Congratulations! You’re part of the team!
In your first few weeks, you’ll get aligned with your manager and team on approach and expectations. You’ll get up and running, doing real work. It’s your manager’s responsibility to give you proper opportunities to demonstrate your skills and fit for the job. This includes your technical expertise, your engagement with coworkers, and your ability to take feedback and adapt to the 37signals culture. Similarly, it’s on you to take advantage of those opportunities and to show that you’re capable of meeting the team standards.
When you start, you’ll receive an outline of expected performance metrics. Those standards will be clear and attainable, and your manager will give you frequent, candid feedback on how you're doing meeting them, as you go.
You'll have formal performance reviews with your manager at the 3-, 6-, and 12-month marks. On occasion, despite our collective best efforts, it’s not a fit. We don’t do full-scale performance improvement plans during the first year. So if during that time it starts looking like your long-term employment won’t work out, your manager will let you know early and why.
By the time you've reached your 1st anniversary with the company, we expect to be as excited about working with you as we were on day one. Likewise you should consider if you feel the same about having joined the team. When both of those answers are "hell yeah!", you'll move into a less frequent performance review cycle. Just once a year, around your anniversary of joining the company.
Your first year with 37signals should confirm what we learned in the hiring phase — you’re well suited for this job, and you’re invigorated by the work to be done. Just put in your best effort, make sure you reach out if things aren’t feeling right, embrace the feedback you get from your manager, and openly share your feedback with them!
Advancing your career at 37signals doesn’t mean giving up on your craft. No matter your role, you can become better at the work itself and level up that way. This is especially important since we’re a relatively small company with few layers of managerial cake.
Within each of our job functions, we’ve mapped our trajectory of mastery to five different levels. That title structure is shared amongst all departments, but the particulars of what characterizes one level from another will of course be different.
- Junior (L1)
- Mid-level (L2)
- Senior (L3)
- Lead (L4)
- Principal (L5)
Mastery and internal leveling are assessed and determined during hiring.
If you're hired at a level below Senior, you should work towards developing Senior level skills. Juniors should achieve Senior in 4 years (2 to Mid-level, 2 to Senior), and Mid-level contributors should achieve Senior in 2 years. When everyone is able to follow that trajectory, we create healthy, high-performing teams where everyone can trust each other to run at similar speeds. When people aren't able to level up within the above timeframes, after ample opportunities to do so, we usually determine that to be a bad long-term fit and we'll decide to part ways.

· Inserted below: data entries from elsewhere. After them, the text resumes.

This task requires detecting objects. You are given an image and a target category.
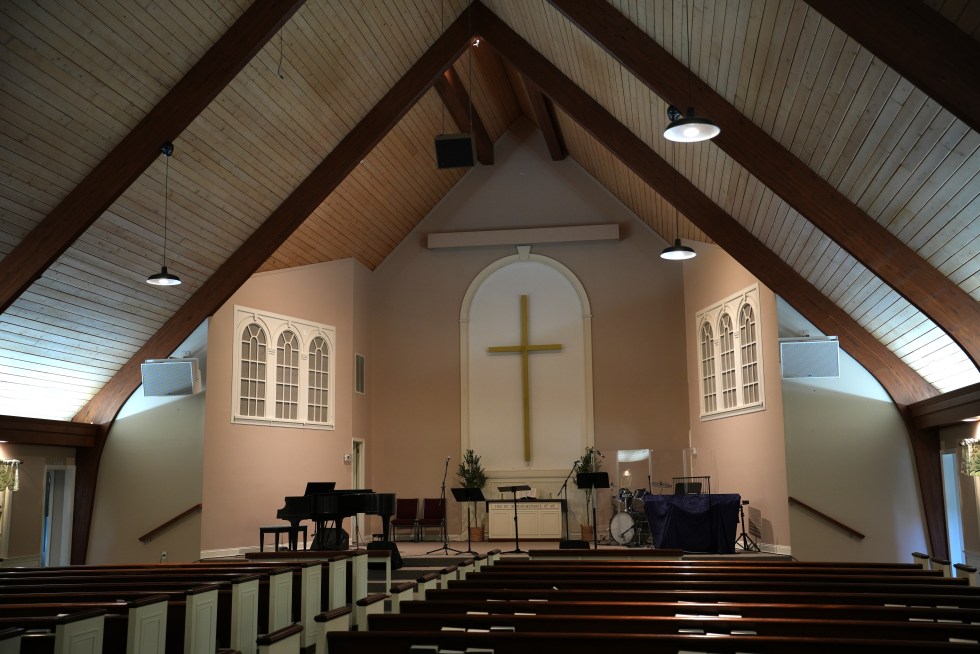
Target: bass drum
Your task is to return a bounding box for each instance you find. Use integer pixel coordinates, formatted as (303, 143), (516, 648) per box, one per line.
(609, 512), (640, 546)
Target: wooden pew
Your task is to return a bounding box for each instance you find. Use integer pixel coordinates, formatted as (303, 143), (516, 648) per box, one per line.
(425, 586), (980, 609)
(0, 595), (169, 654)
(526, 548), (683, 561)
(5, 608), (106, 654)
(398, 597), (980, 624)
(326, 629), (978, 652)
(366, 611), (980, 644)
(462, 568), (958, 584)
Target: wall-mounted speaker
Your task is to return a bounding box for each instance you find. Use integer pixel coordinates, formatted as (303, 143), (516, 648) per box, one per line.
(434, 133), (475, 169)
(141, 358), (202, 396)
(779, 339), (840, 379)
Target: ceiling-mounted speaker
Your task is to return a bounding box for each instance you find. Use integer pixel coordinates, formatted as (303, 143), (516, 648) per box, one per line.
(141, 358), (202, 396)
(434, 133), (475, 169)
(779, 338), (840, 379)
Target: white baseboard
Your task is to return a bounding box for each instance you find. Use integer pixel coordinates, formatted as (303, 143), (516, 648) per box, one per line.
(200, 546), (256, 559)
(759, 543), (791, 556)
(0, 554), (41, 568)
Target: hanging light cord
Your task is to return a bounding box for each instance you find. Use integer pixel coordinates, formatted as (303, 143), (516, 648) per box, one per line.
(162, 150), (170, 268)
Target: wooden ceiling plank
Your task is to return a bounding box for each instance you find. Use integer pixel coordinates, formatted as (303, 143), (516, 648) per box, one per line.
(0, 0), (306, 315)
(434, 60), (495, 165)
(546, 0), (980, 369)
(805, 0), (980, 135)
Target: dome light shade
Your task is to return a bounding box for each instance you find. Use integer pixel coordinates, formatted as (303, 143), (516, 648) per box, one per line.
(147, 265), (181, 286)
(664, 105), (720, 142)
(660, 239), (697, 260)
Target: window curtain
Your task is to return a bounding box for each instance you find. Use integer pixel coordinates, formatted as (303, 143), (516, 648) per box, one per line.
(0, 460), (20, 492)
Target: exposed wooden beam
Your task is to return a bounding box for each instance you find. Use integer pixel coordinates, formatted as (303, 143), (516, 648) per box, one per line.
(0, 0), (306, 316)
(434, 64), (494, 165)
(548, 0), (980, 371)
(0, 415), (97, 448)
(525, 79), (567, 161)
(806, 0), (980, 135)
(68, 5), (477, 564)
(473, 1), (946, 557)
(908, 382), (980, 430)
(900, 418), (948, 559)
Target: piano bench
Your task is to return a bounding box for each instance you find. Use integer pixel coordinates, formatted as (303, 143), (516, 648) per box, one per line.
(259, 524), (308, 552)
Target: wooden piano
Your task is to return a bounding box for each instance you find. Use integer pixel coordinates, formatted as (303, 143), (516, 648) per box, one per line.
(277, 482), (397, 550)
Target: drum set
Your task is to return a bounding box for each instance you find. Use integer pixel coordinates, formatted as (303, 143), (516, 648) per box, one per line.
(608, 481), (671, 546)
(608, 487), (650, 546)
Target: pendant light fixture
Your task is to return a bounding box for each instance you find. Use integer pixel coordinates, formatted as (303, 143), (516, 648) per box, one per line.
(661, 141), (696, 260)
(146, 141), (181, 286)
(663, 0), (719, 143)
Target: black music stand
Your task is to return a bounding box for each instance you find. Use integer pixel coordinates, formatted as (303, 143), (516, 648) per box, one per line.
(498, 484), (531, 554)
(576, 472), (609, 550)
(451, 487), (485, 555)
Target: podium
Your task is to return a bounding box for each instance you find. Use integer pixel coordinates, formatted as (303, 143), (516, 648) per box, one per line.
(451, 487), (485, 555)
(576, 472), (609, 550)
(497, 484), (531, 554)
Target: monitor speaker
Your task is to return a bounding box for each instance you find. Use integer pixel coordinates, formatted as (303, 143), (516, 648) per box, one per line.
(434, 133), (475, 169)
(780, 339), (840, 379)
(367, 540), (403, 570)
(141, 358), (201, 396)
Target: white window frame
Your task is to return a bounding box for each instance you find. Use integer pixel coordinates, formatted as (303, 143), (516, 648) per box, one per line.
(232, 306), (336, 429)
(695, 284), (765, 420)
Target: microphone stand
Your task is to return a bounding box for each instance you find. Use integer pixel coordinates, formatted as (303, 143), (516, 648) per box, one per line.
(558, 462), (578, 541)
(428, 457), (462, 555)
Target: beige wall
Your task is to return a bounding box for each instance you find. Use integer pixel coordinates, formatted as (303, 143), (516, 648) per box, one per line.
(202, 259), (359, 554)
(369, 119), (691, 535)
(779, 297), (929, 562)
(683, 243), (790, 550)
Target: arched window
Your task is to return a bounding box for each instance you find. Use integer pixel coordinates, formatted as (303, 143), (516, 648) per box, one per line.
(276, 330), (300, 420)
(719, 313), (737, 409)
(699, 322), (717, 414)
(694, 285), (765, 419)
(239, 323), (267, 417)
(233, 306), (336, 429)
(739, 303), (760, 404)
(308, 336), (330, 422)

Once you reach Senior, there is no expectation of further progression to Lead or Principal. In fact, most people will not achieve the Principal title! We see that level as reserved for people whose innovative work creates a resounding impact across the organization and even the industry. Those who do end up progressing all the way through our path usually have worked at 37signals for a decade or more.

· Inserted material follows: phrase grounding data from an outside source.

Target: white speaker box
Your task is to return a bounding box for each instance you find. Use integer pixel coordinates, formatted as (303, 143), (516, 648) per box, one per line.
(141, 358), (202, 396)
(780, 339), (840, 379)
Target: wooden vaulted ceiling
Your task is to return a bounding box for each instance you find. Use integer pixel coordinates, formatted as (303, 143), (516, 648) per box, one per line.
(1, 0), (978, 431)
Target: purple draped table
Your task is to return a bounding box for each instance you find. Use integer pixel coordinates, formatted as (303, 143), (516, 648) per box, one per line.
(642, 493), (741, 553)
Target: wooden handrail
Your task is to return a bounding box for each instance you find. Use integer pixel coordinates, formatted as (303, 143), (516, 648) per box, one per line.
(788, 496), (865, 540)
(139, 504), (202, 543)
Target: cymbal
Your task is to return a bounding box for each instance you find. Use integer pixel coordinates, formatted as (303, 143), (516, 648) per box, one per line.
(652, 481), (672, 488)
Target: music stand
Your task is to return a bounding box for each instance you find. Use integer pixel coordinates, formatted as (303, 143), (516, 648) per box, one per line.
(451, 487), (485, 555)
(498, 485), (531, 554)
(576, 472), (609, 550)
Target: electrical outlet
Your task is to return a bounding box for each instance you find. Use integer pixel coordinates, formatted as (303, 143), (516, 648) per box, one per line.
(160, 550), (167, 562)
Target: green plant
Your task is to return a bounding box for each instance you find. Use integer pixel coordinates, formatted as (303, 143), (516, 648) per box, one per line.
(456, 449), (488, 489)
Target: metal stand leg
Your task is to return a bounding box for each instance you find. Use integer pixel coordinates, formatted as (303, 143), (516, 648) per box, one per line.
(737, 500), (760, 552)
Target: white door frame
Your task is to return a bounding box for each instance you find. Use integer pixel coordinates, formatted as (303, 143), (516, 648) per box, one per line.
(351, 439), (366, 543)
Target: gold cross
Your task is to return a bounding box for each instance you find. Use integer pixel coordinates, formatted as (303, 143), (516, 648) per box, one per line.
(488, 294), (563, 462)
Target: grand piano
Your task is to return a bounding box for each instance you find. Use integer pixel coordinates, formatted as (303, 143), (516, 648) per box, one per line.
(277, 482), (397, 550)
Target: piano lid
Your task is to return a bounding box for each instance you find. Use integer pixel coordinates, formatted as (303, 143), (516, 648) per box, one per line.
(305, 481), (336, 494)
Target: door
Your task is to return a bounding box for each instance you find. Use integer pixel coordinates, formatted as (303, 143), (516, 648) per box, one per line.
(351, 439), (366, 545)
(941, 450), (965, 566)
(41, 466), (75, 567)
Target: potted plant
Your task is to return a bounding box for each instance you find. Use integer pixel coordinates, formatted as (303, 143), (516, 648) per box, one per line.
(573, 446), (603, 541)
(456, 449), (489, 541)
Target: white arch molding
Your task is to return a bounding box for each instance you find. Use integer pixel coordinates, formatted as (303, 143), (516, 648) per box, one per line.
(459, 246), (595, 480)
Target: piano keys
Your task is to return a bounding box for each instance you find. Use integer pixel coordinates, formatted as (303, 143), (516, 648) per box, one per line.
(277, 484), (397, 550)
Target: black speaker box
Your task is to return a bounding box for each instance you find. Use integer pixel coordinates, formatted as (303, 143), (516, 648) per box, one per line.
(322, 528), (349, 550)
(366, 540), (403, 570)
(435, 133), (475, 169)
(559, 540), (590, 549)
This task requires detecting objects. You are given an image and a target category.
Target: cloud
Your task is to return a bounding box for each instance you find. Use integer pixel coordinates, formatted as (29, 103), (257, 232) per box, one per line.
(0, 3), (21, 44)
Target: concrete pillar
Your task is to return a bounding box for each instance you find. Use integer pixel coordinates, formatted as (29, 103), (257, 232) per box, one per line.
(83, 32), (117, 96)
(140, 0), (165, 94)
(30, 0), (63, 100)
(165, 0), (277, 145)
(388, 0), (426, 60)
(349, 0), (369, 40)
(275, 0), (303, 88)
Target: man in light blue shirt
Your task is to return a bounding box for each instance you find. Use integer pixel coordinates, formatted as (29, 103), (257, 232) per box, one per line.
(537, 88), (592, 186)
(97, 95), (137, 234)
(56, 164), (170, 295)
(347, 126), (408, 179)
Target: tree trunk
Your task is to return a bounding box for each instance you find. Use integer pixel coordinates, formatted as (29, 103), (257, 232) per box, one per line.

The proficiencies expected of all of our major teams by level are documented here: Designers, Ops, Programmers, QA, and Support.
37signals pays at the top 10% for our industry at San Francisco salary levels, regardless of where you live. The comparison data is provided by a company called Radford that polls compensation data from all the major companies in our industry and plenty of our smaller peers as well.

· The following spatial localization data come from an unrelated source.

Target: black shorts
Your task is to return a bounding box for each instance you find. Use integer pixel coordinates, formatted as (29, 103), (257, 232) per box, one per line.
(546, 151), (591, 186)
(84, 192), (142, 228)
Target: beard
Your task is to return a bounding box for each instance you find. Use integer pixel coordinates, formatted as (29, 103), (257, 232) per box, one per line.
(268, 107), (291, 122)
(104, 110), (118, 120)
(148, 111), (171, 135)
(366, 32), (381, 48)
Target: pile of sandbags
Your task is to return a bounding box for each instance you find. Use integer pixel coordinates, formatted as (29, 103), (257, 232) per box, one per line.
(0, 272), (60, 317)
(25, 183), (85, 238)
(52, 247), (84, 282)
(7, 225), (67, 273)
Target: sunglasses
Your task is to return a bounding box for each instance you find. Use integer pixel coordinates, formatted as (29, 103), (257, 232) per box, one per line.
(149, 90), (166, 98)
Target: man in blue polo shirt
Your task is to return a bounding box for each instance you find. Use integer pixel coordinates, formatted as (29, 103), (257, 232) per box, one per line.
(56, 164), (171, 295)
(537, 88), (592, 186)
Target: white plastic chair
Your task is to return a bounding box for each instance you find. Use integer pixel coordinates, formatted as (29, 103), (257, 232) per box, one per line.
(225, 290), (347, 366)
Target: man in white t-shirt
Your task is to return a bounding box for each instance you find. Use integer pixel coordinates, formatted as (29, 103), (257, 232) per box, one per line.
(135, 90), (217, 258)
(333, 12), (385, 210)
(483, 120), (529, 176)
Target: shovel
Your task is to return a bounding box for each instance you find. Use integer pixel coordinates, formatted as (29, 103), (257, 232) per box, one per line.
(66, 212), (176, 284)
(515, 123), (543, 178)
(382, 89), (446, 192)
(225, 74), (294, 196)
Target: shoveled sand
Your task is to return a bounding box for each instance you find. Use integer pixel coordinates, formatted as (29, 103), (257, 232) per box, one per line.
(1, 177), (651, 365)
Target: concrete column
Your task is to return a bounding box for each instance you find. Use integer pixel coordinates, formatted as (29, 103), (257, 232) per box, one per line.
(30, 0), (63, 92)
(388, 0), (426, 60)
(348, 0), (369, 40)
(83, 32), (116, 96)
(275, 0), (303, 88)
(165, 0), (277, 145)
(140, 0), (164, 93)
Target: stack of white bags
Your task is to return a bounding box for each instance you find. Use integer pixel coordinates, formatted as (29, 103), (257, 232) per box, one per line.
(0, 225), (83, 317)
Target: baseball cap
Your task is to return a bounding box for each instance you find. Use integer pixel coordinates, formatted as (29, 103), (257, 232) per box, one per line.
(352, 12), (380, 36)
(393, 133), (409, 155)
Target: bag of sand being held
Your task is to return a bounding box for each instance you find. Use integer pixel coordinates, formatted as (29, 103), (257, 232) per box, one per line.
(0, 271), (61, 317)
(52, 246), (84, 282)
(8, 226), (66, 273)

Some jobs at 37signals are not matched to Radford comparison data. Compensation for common technical roles like programming and design is reliably competitive in a market like San Francisco. For some non-technical roles, compensation is much lower, and much less competitive. To compensate for that industry disparity, we instituted a $73,500 salary floor (floor adjusted for inflation since publishing).
The Radford data is reviewed once per year at the end of November. If it’s warranted, that is if the market rates in the top 10% have gone up, we’ll increase pay on January 1st to follow suit. We don’t decrease pay, even if the market rates may have dropped. If that happens, we’ll hold them steady until they come up again.
Everyone in the same role at the same level is paid the same at 37signals.
When you get a promotion, that is you move from one level to another, you’ll get a corresponding pay raise effective on your next pay cycle.
You’ll meet with your manager for formal performance reviews. When you’re new to 37signals, you’ll meet at the 3-month, 6-month, and 1-year marks. Then you’ll meet once a year, around your anniversary with the company. Your manager will share performance expectations for your role when you start, and they’ll keep you apprised of any changes to expectations should they evolve.
Managers are expected to document performance review outcomes and any action items or deadlines that come out of the meetings.
If your work performance is not meeting expectations, you may be put on a Performance Improvement Plan (PIP). We only initiate PIPs if your manager’s concern is correctable in the short term. We do not initiate PIPs for fundamental performance issues that relate to your core job skills. If you’re a Programmer whose coding skills are not at the level they need to be, we’d forego a PIP. However, we may initiate a PIP to help you improve your performance in a coachable skill like project management.